Adding colour to the Zernike wavefront sensor: Advantages of including multi-wavelength measurements for wavefront reconstruction

¹ SRON – Space Research Organisation Netherlands, Niels Bohrweg 4, 2333 CA Leiden, The Netherlands
² Leiden Observatory, Leiden University, PO Box 9513, 2300 RA Leiden, The Netherlands
³ Steward Observatory, The University of Arizona, 933 North Cherry Avenue, Tuscon, Arizona, USA
⁴ University of California Santa Cruz, 1156 High St, Santa Cruz, USA

^★ Corresponding author: m.darcis@sron.nl

Received: 9 May 2025
Accepted: 18 July 2025

Abstract

Context. To directly image Earth-like planets, contrast levels of 10⁻⁸−10⁻¹⁰ are required. The next generation of instruments will need wavefront control below the nanometer level to achieve these goals. The Zernike wavefront sensor (ZWFS) is a promising candidate thanks to its sensitivity, which reaches the fundamental quantum information limits. However, its highly non-linear response restricts its practical use case.

Aims. We aim to demonstrate the improvement in robustness of the ZWFS by reconstructing the wavefront based on multi-wavelength measurements facilitated by technologies such as the microwave kinetic inductance detectors (MKIDs).

Methods. We performed numerical simulations using an accelerated multi-wavelength gradient descent reconstruction algorithm. Three aspects are considered: dynamic range, photon noise sensitivity, and phase unwrapping. We examined both the scalar and vector ZWFS.

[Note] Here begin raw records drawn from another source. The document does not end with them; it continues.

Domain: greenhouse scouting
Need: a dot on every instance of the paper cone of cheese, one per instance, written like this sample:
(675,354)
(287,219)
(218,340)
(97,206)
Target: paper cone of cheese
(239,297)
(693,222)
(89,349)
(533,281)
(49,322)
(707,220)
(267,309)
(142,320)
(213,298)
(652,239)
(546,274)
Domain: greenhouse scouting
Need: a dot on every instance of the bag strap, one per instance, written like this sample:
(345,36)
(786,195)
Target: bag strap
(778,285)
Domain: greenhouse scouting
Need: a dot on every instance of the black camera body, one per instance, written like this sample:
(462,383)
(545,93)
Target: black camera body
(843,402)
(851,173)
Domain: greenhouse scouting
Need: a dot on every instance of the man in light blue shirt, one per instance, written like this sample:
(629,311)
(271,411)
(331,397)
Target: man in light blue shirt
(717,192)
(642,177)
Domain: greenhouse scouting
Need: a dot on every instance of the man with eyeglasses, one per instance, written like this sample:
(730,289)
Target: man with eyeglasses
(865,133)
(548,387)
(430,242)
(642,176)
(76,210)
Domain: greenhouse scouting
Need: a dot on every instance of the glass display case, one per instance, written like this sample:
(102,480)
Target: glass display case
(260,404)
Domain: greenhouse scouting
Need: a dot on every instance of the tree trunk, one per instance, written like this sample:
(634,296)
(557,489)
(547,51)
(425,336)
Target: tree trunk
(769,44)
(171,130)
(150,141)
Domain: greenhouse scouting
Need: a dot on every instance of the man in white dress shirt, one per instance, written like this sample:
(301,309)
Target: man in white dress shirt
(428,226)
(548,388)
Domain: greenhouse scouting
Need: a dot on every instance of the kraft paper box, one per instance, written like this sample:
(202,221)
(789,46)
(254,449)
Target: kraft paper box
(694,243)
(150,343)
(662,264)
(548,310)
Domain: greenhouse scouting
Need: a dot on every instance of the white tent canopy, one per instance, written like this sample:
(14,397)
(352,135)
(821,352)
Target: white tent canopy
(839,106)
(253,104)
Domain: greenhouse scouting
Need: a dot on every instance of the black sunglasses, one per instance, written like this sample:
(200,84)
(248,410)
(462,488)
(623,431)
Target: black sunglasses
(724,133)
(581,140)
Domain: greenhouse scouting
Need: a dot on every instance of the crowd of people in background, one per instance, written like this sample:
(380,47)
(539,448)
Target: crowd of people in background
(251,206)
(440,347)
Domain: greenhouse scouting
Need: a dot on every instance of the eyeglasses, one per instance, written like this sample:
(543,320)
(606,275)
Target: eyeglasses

Results. Firstly, we find that using multiple wavelengths improves the dynamic range of the scalar ZWFS. However, for the vector ZWFS, its already extended range was not further increased. In addition, a multi-wavelength reconstruction allowed us to take advantage of a broader bandpass, which increases the number of available photons, making the reconstruction more robust to photon noise. Finally, multi-wavelength phase unwrapping enabled the measurement of large discontinuities such as petal errors with a trade-off in noise performance.